Squats et expulsion : rétablissons les faits en comission

Aujourd’hui, à l’initiative du groupe UDR nous étudions un texte - qui - si il était adopté - obligerait des millions de Français à envoyer divers papiers pour souscrire un contrat d’énergie, de téléphone ou d’internet et obligerait les entreprises à contrôler ces documents.

Rappelons les faits devant cette loi faite pour soi-disant lutter contre les squats :

Voici des extraits de mon discours pour défendre mes amendements :

“Dans ce pays, pour une fois, qu’il y a avait quelque chose de simple, qui fonctionne, vous voulez le compliquer. 

Pour quelle raison vouloir ajouter de la paperasse aux français et à de nombreuses entreprises ? 

Pour lutter contre un problème ultra-marginal pour ne pas dire imaginaire. 

Pourquoi ? Pour soi-disant lutter contre le squat. 

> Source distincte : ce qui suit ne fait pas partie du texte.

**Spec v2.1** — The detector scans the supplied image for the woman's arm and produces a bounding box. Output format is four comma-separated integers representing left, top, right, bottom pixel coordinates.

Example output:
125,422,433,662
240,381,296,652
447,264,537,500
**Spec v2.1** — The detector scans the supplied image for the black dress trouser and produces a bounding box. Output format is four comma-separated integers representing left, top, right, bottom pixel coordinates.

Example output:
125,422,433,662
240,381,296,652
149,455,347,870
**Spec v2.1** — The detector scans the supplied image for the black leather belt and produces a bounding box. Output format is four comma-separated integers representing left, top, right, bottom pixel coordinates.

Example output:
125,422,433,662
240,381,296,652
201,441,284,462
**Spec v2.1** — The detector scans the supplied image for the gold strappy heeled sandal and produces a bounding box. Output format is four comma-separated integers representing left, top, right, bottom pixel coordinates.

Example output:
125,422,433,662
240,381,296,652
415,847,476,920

Très bien. Mais, monsieur le rapporteur, pouvez-vous nous dire combien de cas cela concernerait ? Parce que dans votre rapport vous ne le dîtes pas. 
Vous reconnaissez vous même je vous cite, qu’“il n’y a qu’une faible probabilité d’être victime d’un squat” et, je vous cite toujours que “si les cas de squat sont heureusement peu nombreux, la peur d’un squat, elle, est bien répandue : 70% des propriétaires déclarant une inquiétude” sur ce sujet.   

C’est donc très clair. Vous ne voulez pas lutter contre un fait, contre un vrai problème par exemple la crise du logement. 

Non, vous avez choisi par cette loi, de lutter contre une peur. L’ambition est plus modeste, mais pourquoi pas.

Cette peur, elle est aussi répandue par Vérisure, l’entreprise qui vend des alarmes.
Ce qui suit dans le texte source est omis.